From a thought gem of Relmak, Prince of the Isle, Gemlord of the Imperial Mountain, uncovered in twilight of the Third Age of Man.

My dear brother, how it pains me that my home and form is so cruelly twisted and sculpted by the demands of outsiders. Creatures walk among me, not born of this world, yet wearing the trappings of the earthern form, masquerading as pinnacles of strength and stability. And the children of the Dragons tolerate their presence and this will continue for as long as they maitain their humble offerings, hewn rudely from my body and pried from my dying hands. They call themselves Mountain Folk, yet I know them for what they are. Intruders and agent provocures, destabilising the natural order they imitate, bringing themselves in harmony with the world, and hoping that the world falls for their deception, becoming in harmony with them, thinking them incarnation of the elements as they hope. But churning beneath that perfect emulation of my home and love are, I am sure, a seething mass of hatred and contempt for all that I represent. A hatred unleashed daily as they defy my will, and defile my existence.

But what can I do? I rally the spirits and servants of my court to petition the self-claimed lords of the isle to deal with these intruders. To punish them as they would punish the gods who would rule over men. To drive out the fungal form, growing daily in the centre of their empire and which my body plays host. Yet the bribes continue, and like the gods they see in need of punishment, the Dragonblooded courts are placated and allow this violation of good order and a stable future continue.

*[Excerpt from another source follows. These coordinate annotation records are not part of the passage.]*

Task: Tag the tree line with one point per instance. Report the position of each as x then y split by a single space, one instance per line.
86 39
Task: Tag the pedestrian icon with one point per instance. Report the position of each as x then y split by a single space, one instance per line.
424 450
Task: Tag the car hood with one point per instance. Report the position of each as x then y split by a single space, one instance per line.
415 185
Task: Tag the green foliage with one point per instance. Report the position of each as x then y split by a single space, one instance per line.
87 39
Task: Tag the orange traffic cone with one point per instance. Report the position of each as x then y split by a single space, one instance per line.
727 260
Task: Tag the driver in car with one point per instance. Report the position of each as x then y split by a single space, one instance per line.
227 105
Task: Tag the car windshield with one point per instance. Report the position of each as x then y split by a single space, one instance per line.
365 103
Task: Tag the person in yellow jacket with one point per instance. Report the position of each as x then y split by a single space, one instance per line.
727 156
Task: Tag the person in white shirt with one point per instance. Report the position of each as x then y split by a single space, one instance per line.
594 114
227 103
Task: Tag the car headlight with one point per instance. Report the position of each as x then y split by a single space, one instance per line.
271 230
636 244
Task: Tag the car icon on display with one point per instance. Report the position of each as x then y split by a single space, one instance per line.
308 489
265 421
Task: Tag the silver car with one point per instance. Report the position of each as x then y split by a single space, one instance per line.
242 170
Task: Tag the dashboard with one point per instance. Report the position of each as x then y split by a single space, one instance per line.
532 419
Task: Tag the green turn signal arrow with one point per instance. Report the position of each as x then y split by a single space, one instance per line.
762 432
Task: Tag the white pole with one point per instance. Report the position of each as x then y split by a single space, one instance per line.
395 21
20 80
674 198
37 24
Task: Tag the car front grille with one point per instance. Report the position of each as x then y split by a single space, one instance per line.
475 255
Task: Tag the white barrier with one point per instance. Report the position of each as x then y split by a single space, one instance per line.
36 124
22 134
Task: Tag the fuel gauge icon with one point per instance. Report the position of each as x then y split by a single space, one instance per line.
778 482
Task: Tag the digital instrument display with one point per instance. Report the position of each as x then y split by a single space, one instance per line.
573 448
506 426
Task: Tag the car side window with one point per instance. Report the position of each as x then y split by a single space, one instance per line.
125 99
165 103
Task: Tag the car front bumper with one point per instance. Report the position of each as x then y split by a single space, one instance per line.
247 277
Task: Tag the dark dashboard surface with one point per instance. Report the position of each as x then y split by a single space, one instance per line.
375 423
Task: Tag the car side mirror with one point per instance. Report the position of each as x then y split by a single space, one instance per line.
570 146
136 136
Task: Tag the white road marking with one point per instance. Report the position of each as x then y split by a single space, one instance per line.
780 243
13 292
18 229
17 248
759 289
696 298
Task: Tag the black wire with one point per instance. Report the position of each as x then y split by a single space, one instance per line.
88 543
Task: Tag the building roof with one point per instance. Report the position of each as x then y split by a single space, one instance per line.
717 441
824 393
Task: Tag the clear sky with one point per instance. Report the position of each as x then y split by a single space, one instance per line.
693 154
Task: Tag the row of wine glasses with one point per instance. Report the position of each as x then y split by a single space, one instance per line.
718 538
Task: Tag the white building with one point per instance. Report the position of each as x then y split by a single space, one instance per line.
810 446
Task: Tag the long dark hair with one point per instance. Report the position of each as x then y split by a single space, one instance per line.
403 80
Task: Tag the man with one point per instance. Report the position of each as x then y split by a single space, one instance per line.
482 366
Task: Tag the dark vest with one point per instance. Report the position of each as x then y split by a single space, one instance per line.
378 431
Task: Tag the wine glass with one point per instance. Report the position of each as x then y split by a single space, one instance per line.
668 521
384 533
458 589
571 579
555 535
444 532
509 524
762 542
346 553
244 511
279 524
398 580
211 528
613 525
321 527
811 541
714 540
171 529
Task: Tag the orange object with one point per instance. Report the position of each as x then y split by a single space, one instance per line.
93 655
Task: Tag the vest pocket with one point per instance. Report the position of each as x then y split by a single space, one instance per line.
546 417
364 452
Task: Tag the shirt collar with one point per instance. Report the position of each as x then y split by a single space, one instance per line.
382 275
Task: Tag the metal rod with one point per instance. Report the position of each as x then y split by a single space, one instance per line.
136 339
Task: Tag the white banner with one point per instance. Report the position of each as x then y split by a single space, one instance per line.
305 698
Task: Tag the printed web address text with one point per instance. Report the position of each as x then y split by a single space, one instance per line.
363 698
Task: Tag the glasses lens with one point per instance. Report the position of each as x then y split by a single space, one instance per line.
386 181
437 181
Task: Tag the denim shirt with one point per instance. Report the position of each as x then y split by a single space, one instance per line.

Yet there is hope. One comes to me, a banished one, with promises of a new order. An unchanging age in which values of home and privacy are given their proper place in the heirarchy of all things. Though she is banished, she speaks with the voice of stone, and I listen to her. Though she must surely despise humans for their misdeeds against her kind, she promises me that I will see nothing change. I listen, and I assent as she humbly asks my tolerance of the damage she would do to my once perfect form. It is little, and it is seen only by the greatest of the birds, and the Seraphs of Air. An altar. Nothing more than this shrine to honour her ancester. I am promised no pain, as she gently shapes the rock around her. I watch, and listen to the lullaby she sings. As her graceful touch flows over and through the tendrils of my form, I drift to sleep, and in the morning, she is gone, and I am left with the eternal joy of pebble which has been worn smooth into its inner perfects by the gentle caress of the sea.


Okay, here's the explanation. In RY 700, well before the empresses disappearance, Stanewald, a demon of the second circle and child of Munaxes, climbed the Imperial Mountain and performed, according to canon, unnamed magic at the summit. For the purpose of our game, I consider her to have erected the shrine on which flames of She Who Lives In Her Name may be broken. This was done at the request of the Ebon Dragon, who had devised a means of escape, by cracking open the flame of change, in the intent of undoing all change within the world, and bringing the Yozi and their Neverborn cousins back. Before this could be performed, one of the Ebon Dragon's own souls (name pending), who watches over the beginning and end of eras, saw a flaw in this plan, and reported it to his patron and father. Instead of undoing change, the destruction of the flame would have the effect of erradicating change from Creation. This would leave the Yozi forever stranded outside the world, confining them forever to the cramped hell of Malfeas. The plan was abandoned, but the altar was left intact. Should another plan be formed, and Yozi manage to escape their confinement, the Ebon Dragon always intended to forcefully shatter, against her will if need be, certain parts of She Who Lives In Her Name on the mountain, especially the flames of change, honour and joy, dooming the world to the living hell which the Yozi have experienced for the past 3000 years (or there abouts), with no chance for a second uprising.